Fig. 4Priority of contribution of measure factors to maize yield and efficiency

3 讨论

综合农艺管理措施被定义为一个综合管理框架,包括种植密度、养分管理、耕作方式、播种日期等^[11,18],通过这些技术因子间的优化整合,交互作用使作物产量和氮素效率得到了极大提高^[19]。然而,同一技术因子在不同管理模式下的技术效果不同,原因是制约产量水平逐级提高的主要矛盾会发生转变。所以,明确不同管理模式下技术因子对缩小产量差距的贡献率及优先序,为采取更具针对性措施,进一步优化技术模式提供了科学依据,对实现缩差增效具有重要意义。

种植密度是影响玉米产量的重要因素。密植群体通过冠层叶片截获太阳辐射,而后通过光合作用影响玉米的生长发育、光合物质生产和分配,并最终决定群体产量的高低^[20,21]。提高种植密度,获得足够的收获穗数,是实现玉米高产的关键措施^[22],而增密增产的同时显著提高了肥料效率^[23,24],在不调整农户现有体系其他技术因子情况下增加种植密度会导致产量显著下降^[25]。本研究结果表明,在FP模式中增加种植密度,玉米产量显著增加,2年平均比对照模式增产770.8 kg·hm^-2,对产量的贡献率为6.0%,与此同时PFP_N提高2.3 kg·kg^-1,效率贡献率与产量一致。而将HH模式中的密度降至FP模式水平、SH模式中的密度降至HH模式水平,产量均大幅度下降,对产量的贡献率分别为10.2%和8.9%,效率贡献率同产量一致。可见,在FP模式中密度对产量的影响要低于在HH和SH模式中的影响,说明在一般管理水平下增密的增产效应受其他因子如养分供应、土壤质量等因素限制^[26]。

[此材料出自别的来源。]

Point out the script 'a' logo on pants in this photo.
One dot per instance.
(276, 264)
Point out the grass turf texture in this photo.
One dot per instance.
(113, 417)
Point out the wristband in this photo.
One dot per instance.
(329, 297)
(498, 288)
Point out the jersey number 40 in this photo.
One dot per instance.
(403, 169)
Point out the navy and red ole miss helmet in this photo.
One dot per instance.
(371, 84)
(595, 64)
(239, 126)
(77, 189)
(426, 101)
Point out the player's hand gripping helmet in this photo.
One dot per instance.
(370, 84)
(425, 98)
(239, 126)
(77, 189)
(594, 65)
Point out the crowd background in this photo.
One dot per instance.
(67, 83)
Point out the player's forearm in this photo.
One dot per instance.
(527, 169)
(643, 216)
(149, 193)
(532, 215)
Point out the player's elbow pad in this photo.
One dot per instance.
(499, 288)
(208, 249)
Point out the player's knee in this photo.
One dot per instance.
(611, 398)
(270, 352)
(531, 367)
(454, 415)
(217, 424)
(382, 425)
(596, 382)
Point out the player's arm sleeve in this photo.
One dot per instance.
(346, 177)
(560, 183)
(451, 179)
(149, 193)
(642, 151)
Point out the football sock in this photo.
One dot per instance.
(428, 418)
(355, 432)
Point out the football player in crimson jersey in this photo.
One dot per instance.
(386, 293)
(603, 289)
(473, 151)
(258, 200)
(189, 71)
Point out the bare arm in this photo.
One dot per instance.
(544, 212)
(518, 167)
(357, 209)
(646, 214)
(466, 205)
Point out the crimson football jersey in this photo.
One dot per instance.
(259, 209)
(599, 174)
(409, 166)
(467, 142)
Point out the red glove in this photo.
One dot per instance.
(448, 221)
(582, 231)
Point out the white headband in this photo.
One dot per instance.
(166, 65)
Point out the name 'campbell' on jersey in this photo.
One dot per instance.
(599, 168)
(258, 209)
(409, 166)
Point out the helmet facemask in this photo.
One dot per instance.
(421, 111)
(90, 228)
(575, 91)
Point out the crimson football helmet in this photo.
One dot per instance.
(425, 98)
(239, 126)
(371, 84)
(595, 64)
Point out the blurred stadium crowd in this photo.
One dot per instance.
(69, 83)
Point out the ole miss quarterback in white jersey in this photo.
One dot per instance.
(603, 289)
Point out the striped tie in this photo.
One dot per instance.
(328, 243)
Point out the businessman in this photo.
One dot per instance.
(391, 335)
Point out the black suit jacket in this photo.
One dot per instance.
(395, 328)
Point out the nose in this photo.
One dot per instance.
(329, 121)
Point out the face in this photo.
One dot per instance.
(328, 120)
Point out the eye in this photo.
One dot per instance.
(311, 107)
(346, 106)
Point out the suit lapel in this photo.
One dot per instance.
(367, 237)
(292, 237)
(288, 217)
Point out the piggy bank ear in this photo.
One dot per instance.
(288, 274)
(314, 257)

我国目前大多数农户常常过量施用氮肥且施肥时期不合理^[27,28]。本研究前期调研发现,为了节省劳动力,近50%的农户为一次性基施氮肥,即便追肥的农户大部分也选在拔节期前进行撒施追肥,由于玉米生长初期对氮素的需求相对较低,前期氮肥投入过大可导致生育期间养分大量淋洗,造成玉米后期脱肥而严重影响产量^[29]。根据玉米氮素需求规律,科学的追肥时期应该是大喇叭口期^[30]。优化氮素管理,采用总量平衡、分期调控的养分管理方式在玉米增产增效方面已得到了广泛认可。袁静超等^[31]研究表明,与农民“一炮轰”传统施肥方式相比,氮肥减量、分期调控显著提高了玉米产量和氮肥利用率,同时降低了肥料氮在土壤中残留,减少氮损失^[32]。本研究结果表明,在FP模式基础上优化氮素管理,玉米平均增产1 005 kg·hm^-2,对产量的贡献率达9.9%,与此同时PFP_N提高了12.0 kg·kg^-1,效率贡献率高达30.5%,产量和效率贡献率均居于首位。而将HH和SH模式中施肥方式改为农户模式的“一炮轰”方式,与对应技术模式相比产量分别降低435.0和973.6 kg·hm^-2。FP模式中氮素管理对产量的影响要高于在HH和SH模式中的影响,说明在FP模式中优化养分管理,产量仍有很大提升空间,而在HH和SH模式中可能由于其他措施的优化,在一定程度上降低了养分管理对产量的影响。SH模式中劣化氮素管理产量虽然降低,但由于施氮量减少,氮效率反而显著增加,如何实现作物高产和养分效率协同提高是我国玉米生产中必须解决的重要课题。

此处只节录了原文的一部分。